Waterfront Toronto’s 2017 request for proposals, which brought Sidewalk Labs onto the local scene as the developer of the eastern waterfront property, sought help in planning and funding an LRT from Union Station along Queens Quay East. Sidewalk Lab’s draft plan proposes to invest $100 million in the project, to be repaid from higher property tax revenues that the LRT will help create.
If Waterfront Toronto and the city can agree on the terms, a growth-spurring LRT could be an early and critical benefit from the entire project.
As Torontonians know well, urban rail projects are hard. Build where many people already live and work, and you disrupt lives and livelihoods. Build where few people live and work, and you risk getting a line to nowhere. An LRT to the eastern waterfront might cost $1.2 billion. So the stakes — and the risk to the TTC and Toronto taxpayers — are high.
Issues of fairness make the conundrums worse. Even at a city level, and more so if provincial or federal money is involved, taxpayers who do not benefit from the project will resent paying for it. Fairness over time also matters. Cities tend to finance capital projects upfront, magnifying the hit on current taxpayers for the sake of benefits other people will enjoy years later.
Dedicating part of future property tax revenues — revenues that would not exist without the transit investment — to cover an upfront investment can address these concerns. As Adam Found points out in a C.D. Howe Institute report, tax increment financing (TIF), as it is usually called in Ontario, captures some of the increases in land values — the “uplift” — resulting from an infrastructure project in a dedicated revenue stream.
A typical approach is to define the relevant area — the “TIF district” — and freeze its existing property taxes at the rate reflecting then-current land values for the period of time — say 25 years — relevant to the construction and amortization of the project. During that period, the incremental “uplift” property tax pays off the upfront investment. TIF can support transit to currently less developed areas, better matching benefits and costs geographically and over time.

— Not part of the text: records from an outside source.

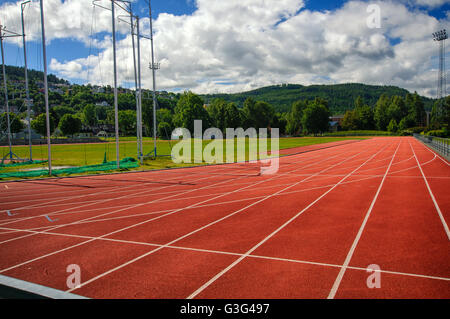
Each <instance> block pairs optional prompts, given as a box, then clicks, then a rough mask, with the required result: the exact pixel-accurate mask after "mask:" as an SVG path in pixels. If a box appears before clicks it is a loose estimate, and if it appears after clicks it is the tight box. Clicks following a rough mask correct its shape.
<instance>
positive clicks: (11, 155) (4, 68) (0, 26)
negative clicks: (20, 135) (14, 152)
mask: <svg viewBox="0 0 450 319" xmlns="http://www.w3.org/2000/svg"><path fill="white" fill-rule="evenodd" d="M21 36H22V35H21V34H18V33H15V32H12V31H8V30H7V29H6V27H5V26H2V25H1V24H0V42H1V43H0V46H1V55H2V71H3V86H4V91H5V109H6V110H5V111H6V134H7V138H8V146H9V153H8V154H6V155H5V156H4V157H3V159H2V162H3V160H5V158H6V157H8V156H9V160H10V161H12V160H13V157H16V158H17V159H19V160H20V158H19V157H18V156H17V155H16V154H14V153H13V151H12V141H11V139H12V136H11V119H10V116H9V113H10V109H9V100H8V85H7V79H6V65H5V50H4V47H3V40H4V39H5V38H13V37H21Z"/></svg>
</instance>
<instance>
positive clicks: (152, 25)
mask: <svg viewBox="0 0 450 319" xmlns="http://www.w3.org/2000/svg"><path fill="white" fill-rule="evenodd" d="M148 8H149V15H150V41H151V47H152V64H151V69H152V75H153V144H154V145H153V147H154V154H155V157H156V156H157V153H156V79H155V78H156V76H155V71H156V65H155V55H154V50H153V22H152V20H153V19H152V4H151V0H148Z"/></svg>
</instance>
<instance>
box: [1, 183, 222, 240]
mask: <svg viewBox="0 0 450 319" xmlns="http://www.w3.org/2000/svg"><path fill="white" fill-rule="evenodd" d="M202 179H204V178H202ZM224 182H228V180H225V181H221V182H219V183H216V184H221V183H224ZM216 184H213V185H216ZM167 187H171V186H167ZM161 188H165V187H161ZM194 190H196V189H194ZM194 190H190V191H194ZM190 191H187V192H190ZM173 196H177V195H172V196H167V197H166V198H169V197H173ZM157 201H158V200H154V201H151V202H146V203H143V204H136V205H133V206H132V207H131V208H135V207H138V206H142V205H146V204H150V203H153V202H157ZM83 206H86V205H81V206H79V207H83ZM126 209H128V207H127V208H122V209H118V210H115V211H112V212H108V213H105V214H100V215H97V216H93V217H89V218H85V219H82V220H80V221H86V220H91V219H94V218H98V217H101V216H106V215H110V214H115V213H118V212H120V211H123V210H126ZM66 210H67V209H64V210H62V211H66ZM53 214H54V213H53ZM48 215H52V214H48ZM42 216H45V215H42ZM34 217H35V216H33V217H29V218H24V219H23V220H29V219H31V218H34ZM23 220H21V221H23ZM80 221H77V222H80ZM77 222H73V223H72V224H76V223H77ZM5 224H10V223H3V224H2V226H3V225H5ZM61 227H62V226H61ZM57 228H60V226H55V228H52V229H57ZM52 229H50V230H52ZM30 236H33V234H28V235H24V236H21V237H16V238H11V239H8V240H4V241H1V242H0V244H4V243H8V242H11V241H14V240H18V239H23V238H26V237H30Z"/></svg>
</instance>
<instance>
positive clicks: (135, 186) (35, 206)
mask: <svg viewBox="0 0 450 319" xmlns="http://www.w3.org/2000/svg"><path fill="white" fill-rule="evenodd" d="M177 178H178V177H177V176H175V177H173V178H169V179H167V181H170V180H172V179H177ZM152 186H153V185H152ZM165 186H192V185H189V184H187V185H183V184H172V185H165ZM159 187H161V186H159ZM135 188H137V189H141V188H142V185H139V184H133V185H129V186H117V187H114V188H111V189H108V190H102V191H99V192H94V193H89V194H82V195H77V196H70V197H62V198H61V197H58V198H55V199H52V200H50V201H48V199H32V200H23V201H16V202H8V203H5V205H9V204H19V203H21V202H26V203H29V202H33V201H41V202H40V203H37V204H33V205H27V206H22V207H20V208H15V209H14V210H24V209H30V208H45V207H51V206H55V205H48V204H53V203H59V202H62V201H69V200H74V199H77V198H85V197H91V196H98V195H104V194H110V193H114V194H115V195H116V194H121V193H127V194H125V195H123V196H129V194H128V193H132V192H134V191H136V190H135ZM118 189H119V190H118ZM157 189H158V187H155V190H157ZM123 196H122V197H123ZM45 200H47V202H42V201H45ZM101 200H104V199H97V200H93V202H95V201H101ZM67 204H70V202H67V203H62V204H61V203H60V205H67Z"/></svg>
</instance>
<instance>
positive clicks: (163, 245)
mask: <svg viewBox="0 0 450 319" xmlns="http://www.w3.org/2000/svg"><path fill="white" fill-rule="evenodd" d="M45 234H48V235H55V236H60V237H68V238H80V239H98V240H102V241H107V242H115V243H124V244H135V245H140V246H150V247H162V248H170V249H176V250H184V251H195V252H204V253H212V254H220V255H229V256H237V257H241V256H243V255H244V254H242V253H234V252H229V251H221V250H211V249H202V248H194V247H183V246H175V245H166V244H156V243H147V242H141V241H133V240H125V239H115V238H105V237H103V238H99V237H93V236H86V235H72V234H64V233H54V232H51V233H45ZM247 257H248V258H257V259H266V260H274V261H281V262H288V263H300V264H307V265H314V266H323V267H332V268H342V267H343V266H342V265H338V264H330V263H323V262H315V261H310V260H299V259H291V258H282V257H271V256H262V255H253V254H251V255H248V256H247ZM347 268H348V269H352V270H361V271H364V272H366V271H367V268H362V267H354V266H348V267H347ZM380 272H381V273H386V274H393V275H400V276H409V277H417V278H425V279H433V280H443V281H450V278H448V277H441V276H430V275H423V274H415V273H407V272H398V271H392V270H386V269H384V270H380Z"/></svg>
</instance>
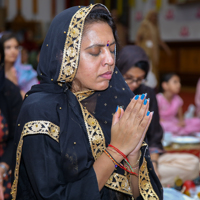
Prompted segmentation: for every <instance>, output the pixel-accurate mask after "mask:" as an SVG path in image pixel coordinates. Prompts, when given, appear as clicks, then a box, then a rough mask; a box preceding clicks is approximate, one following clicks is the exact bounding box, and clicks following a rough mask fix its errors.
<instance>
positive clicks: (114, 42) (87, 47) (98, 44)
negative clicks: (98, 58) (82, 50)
mask: <svg viewBox="0 0 200 200" xmlns="http://www.w3.org/2000/svg"><path fill="white" fill-rule="evenodd" d="M115 43H116V42H115V41H114V42H112V43H111V44H110V45H109V46H111V45H113V44H115ZM106 45H107V44H93V45H91V46H89V47H87V48H85V50H86V49H90V48H92V47H105V46H106Z"/></svg>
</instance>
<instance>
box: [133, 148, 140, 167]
mask: <svg viewBox="0 0 200 200" xmlns="http://www.w3.org/2000/svg"><path fill="white" fill-rule="evenodd" d="M141 155H142V152H141V150H140V156H139V158H138V160H137V162H136V163H135V164H134V165H133V166H131V167H133V168H134V166H135V165H137V164H138V163H139V161H140V158H141ZM138 167H139V166H138Z"/></svg>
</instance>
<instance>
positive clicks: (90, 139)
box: [80, 103, 106, 160]
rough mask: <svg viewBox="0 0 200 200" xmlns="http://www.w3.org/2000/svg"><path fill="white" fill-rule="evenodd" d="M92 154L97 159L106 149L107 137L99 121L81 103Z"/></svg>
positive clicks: (95, 159) (82, 111)
mask: <svg viewBox="0 0 200 200" xmlns="http://www.w3.org/2000/svg"><path fill="white" fill-rule="evenodd" d="M80 106H81V109H82V113H83V117H84V121H85V126H86V129H87V133H88V139H89V142H90V146H91V149H92V154H93V156H94V159H95V160H96V159H97V158H98V157H99V156H100V155H101V154H102V153H103V152H104V150H105V148H106V145H105V138H104V134H103V131H102V129H101V126H99V123H98V121H97V120H96V119H95V118H94V117H93V116H92V115H91V114H90V113H89V112H88V111H87V109H86V108H85V107H83V106H82V104H81V103H80Z"/></svg>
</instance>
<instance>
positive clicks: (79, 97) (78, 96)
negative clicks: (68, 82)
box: [74, 90, 94, 102]
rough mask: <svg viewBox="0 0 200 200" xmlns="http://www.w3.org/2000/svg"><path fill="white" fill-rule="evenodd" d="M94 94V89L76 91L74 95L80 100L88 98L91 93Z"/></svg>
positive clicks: (83, 99) (81, 100)
mask: <svg viewBox="0 0 200 200" xmlns="http://www.w3.org/2000/svg"><path fill="white" fill-rule="evenodd" d="M92 94H94V90H88V91H81V92H75V93H74V95H75V96H76V98H77V99H78V101H79V102H81V101H82V100H84V99H86V98H87V97H89V96H90V95H92Z"/></svg>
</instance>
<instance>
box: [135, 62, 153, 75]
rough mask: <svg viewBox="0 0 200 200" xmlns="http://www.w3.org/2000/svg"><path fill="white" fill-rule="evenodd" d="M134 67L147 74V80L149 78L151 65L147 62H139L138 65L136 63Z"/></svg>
mask: <svg viewBox="0 0 200 200" xmlns="http://www.w3.org/2000/svg"><path fill="white" fill-rule="evenodd" d="M133 67H138V68H140V69H141V70H143V71H144V72H145V78H146V77H147V74H148V72H149V63H148V62H146V61H139V62H137V63H135V65H134V66H133Z"/></svg>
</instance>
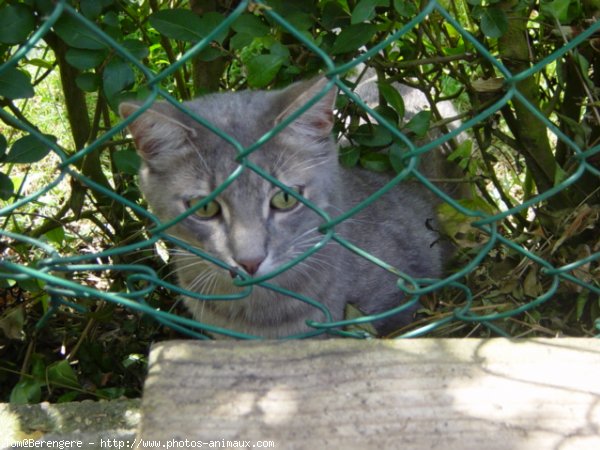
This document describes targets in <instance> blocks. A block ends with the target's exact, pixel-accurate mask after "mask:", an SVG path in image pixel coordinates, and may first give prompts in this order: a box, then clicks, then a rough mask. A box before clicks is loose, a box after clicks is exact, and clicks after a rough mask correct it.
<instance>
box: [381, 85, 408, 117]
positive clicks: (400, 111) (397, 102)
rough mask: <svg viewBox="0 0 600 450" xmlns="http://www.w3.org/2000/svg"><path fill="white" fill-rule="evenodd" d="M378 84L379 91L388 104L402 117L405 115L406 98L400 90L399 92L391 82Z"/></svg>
mask: <svg viewBox="0 0 600 450" xmlns="http://www.w3.org/2000/svg"><path fill="white" fill-rule="evenodd" d="M377 85H378V86H379V92H380V93H381V95H382V96H383V98H384V99H385V101H386V102H387V104H388V105H390V106H391V107H392V108H393V109H394V111H396V112H397V113H398V116H399V117H400V118H402V117H404V100H403V99H402V96H401V95H400V92H398V91H397V90H396V88H395V87H394V86H392V85H391V84H390V83H386V82H379V83H377Z"/></svg>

TIF is widely used outside Canada, and in several provinces. However, notwithstanding 2006 legislation introducing it in Ontario, and some discussion of its applicability to transit in the 2014 mayoralty race, Toronto has not yet tried it.

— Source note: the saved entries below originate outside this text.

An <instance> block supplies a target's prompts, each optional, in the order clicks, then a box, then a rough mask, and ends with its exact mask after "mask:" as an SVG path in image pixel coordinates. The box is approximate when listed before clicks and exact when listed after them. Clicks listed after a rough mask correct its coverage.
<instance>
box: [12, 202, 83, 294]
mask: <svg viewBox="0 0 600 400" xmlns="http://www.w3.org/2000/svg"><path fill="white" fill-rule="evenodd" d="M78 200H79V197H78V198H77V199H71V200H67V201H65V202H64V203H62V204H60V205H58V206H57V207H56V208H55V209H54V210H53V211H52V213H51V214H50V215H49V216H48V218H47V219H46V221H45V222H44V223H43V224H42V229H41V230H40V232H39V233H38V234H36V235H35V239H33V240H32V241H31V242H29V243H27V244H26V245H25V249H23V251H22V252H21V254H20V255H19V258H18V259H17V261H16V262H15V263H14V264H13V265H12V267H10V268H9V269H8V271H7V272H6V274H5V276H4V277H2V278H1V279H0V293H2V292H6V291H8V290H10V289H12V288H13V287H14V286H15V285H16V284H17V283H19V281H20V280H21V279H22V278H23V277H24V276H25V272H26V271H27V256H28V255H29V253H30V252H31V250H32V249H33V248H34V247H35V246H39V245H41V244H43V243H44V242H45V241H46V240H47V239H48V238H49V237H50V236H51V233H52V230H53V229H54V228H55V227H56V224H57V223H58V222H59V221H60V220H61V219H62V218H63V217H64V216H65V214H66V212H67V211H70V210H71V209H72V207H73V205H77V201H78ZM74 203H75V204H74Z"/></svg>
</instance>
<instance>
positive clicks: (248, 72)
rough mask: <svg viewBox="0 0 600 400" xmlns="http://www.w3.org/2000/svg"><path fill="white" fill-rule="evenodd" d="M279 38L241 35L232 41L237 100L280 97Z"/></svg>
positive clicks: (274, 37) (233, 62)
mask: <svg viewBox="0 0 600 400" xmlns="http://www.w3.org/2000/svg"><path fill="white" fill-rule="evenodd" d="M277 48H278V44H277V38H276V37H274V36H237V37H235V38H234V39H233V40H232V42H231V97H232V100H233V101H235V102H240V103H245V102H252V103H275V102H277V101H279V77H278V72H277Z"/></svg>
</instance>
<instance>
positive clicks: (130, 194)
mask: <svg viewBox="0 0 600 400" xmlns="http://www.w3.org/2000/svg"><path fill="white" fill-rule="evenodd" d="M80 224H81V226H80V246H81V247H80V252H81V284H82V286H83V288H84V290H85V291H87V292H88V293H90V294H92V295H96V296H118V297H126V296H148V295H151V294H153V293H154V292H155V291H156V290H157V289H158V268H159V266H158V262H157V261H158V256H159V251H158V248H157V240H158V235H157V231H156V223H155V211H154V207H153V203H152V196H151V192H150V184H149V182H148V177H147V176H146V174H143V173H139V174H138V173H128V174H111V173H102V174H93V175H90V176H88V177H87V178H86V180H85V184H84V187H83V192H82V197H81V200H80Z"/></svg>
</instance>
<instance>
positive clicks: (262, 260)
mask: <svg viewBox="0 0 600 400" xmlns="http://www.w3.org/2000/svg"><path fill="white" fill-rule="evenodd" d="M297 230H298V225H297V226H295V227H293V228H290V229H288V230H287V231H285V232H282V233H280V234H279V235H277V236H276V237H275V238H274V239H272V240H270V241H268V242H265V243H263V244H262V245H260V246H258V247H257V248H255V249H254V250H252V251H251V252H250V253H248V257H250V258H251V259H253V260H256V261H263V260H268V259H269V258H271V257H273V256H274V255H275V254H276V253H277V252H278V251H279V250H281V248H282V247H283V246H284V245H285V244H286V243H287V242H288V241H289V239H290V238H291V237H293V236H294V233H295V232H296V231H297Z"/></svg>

This could be the time. U.S. experience suggests that TIF for infrastructure works best in underperforming areas that would not advance without the investment. Much of Toronto’s eastern waterfront has been derelict for decades, and yields little or no revenue.
If the Sidewalk Labs plan for Quayside — which includes not just the LRT, but new housing, mixed-use development, and “smart city” technologies — goes ahead, and spurs development elsewhere in the area, the incremental revenues estimated in the draft plan would far exceed the amounts needed to cover the initial investment in the LRT.
If is, of course, a big word in this context. The details of the contract, including who bears the risks of revenue shortfalls and cost overruns, will matter. Also, $100 million is a lot of money, but will not, by itself, kick-start a project of this size. And the LRT and Sidewalk Labs’s role in launching it are not the only elements — nor the most important elements — in the draft plan. The gathering, use and ownership of the data needed for smart-city infrastructure are still open questions.
Torontonians, and their representatives in Waterfront Toronto and the city government, need to be comfortable with the wider development of the eastern waterfront Sidewalk Labs says is critical to the viability of the Quayside project itself — and is central to the property tax calculations that would make TIF a viable approach to the LRT.
While we are working that out, however, we should actively pursue the proposal for an upfront investment in the transit project. A properly structured deal would work for Sidewalk Labs and for the city. It could launch an LRT that would spur development in an area of Toronto that has vast — and so far almost completely unrealized — potential. It is a key opportunity — part of the Quayside plan we should welcome.
William Robson is the President and CEO of the C.D. Howe Institute.